Фельдшер долго мнет мышцы моего плеча с двумя круглыми узловатыми шрамами, зачем-то сгибает руку в локте, трясет за кисть.

— Вообще, объективно не противоречит… возможно, задет нерв, отсюда ослабление двигательной функции при пониженной температуре, то есть на морозе, — бормочет он. — На повале тебе, конечно, работать нельзя, но… — Он смотрит на меня своими круглыми глазами. — Сколько классов окончил?

— Десять.

— Понял… Значит, в лес сегодня ты все же иди, а я переговорю с техноруком. Может, он найдет для тебя работу полегче…

Перед темным неподвижным строем стоят начальник, Курганов и Ампилогин. Ампилогин теперь у нас воспитатель: оказывается, есть в лагере и такая должность.

— …и как фронтовики и сознательные советские граждане, — протяжно звучит высокий голос Ампилогина, — мы должны своим самоотверженным трудом доказать, что достойны этого высокого звания. — И после короткой паузы: — И теперь и в будущем, которое во многом зависит от нас самих, от нашего труда, от того, насколько добросовестно мы будем относиться к своим обязанностям… — Еще короткая пауза. — Товарищи! С сегодняшнего дня мы будем работать по плану. Каждая бригада, каждое звено получит производственное задание в соответствии с существующими нормами выработки. И дело нашей чести — выполнять и перевыполнять эти задания с тем, чтобы обеспечить решение задачи, поставленной перед командировкой в целом…

— Кончай, кончай уж молебен, — ворчит вполголоса Семен, и Ампилогин, будто услышав его и вняв ему, кончает.

Мы пятерками выходим за ворота и разбираем при свете костров подготовленный загодя рабочий инструмент.

2

Курганов назначает меня десятником. Это как нельзя кстати: с рукой у меня все хуже, да и сам начинаю сдавать, чувствую. Кроме того, накануне я подрался с кашеварами (они смеялись над доходягой-пленным, который просил у них, власовцев, «добавочки»), и кашевары, конечно, нашли бы способ мстить мне. Но теперь руки у них коротки.
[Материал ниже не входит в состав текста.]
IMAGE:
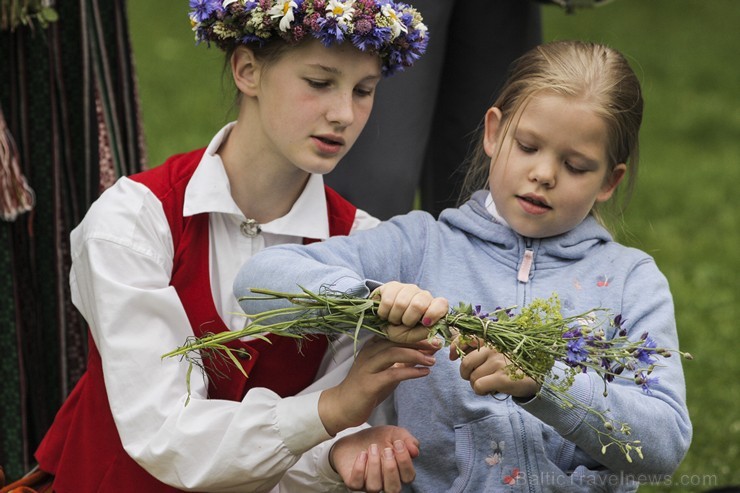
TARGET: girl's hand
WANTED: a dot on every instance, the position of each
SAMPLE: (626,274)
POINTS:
(375,459)
(405,306)
(485,369)
(378,368)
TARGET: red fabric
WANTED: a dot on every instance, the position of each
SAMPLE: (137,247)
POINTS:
(82,448)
Я обслуживаю три бригады вальщиков — двенадцать звеньев. Хожу по делянке от бревна к бревну, делая замеры и ставя знаки-точки на своей разграфленной дощечке. К вечеру я должен вычислить общий объем заготовленной древесины и сообщить бригадирам их дневную выработку. Вот, собственно, и весь мой труд, если не считать того, что попутно с замерами и записями я еще обязан следить за чистотой и порядком на «пасеках».

Перехожу от бревна к бревну, иногда останавливаюсь поговорить с кем-нибудь из ребят; со многими знакомлюсь заново: большинство их я знаю только в лицо или по имени.

…Лейтенант Володька, поставив ногу на поваленную густую ель, обрубает сучья. На нем длинный лагерный бушлат, похожий на малахай, шапка съехала на глаза, под посиневшим носом повисла светлая капля.

— Убери ногу, порубишь.

— А черт с ней! — говорит он.

— Саморубом запишут.

— Это вроде самострела на фронте? — вяло спрашивает Володька, но ногу убирает и смотрит на меня большими обиженными глазами. Светлая капля срывается с кончика носа.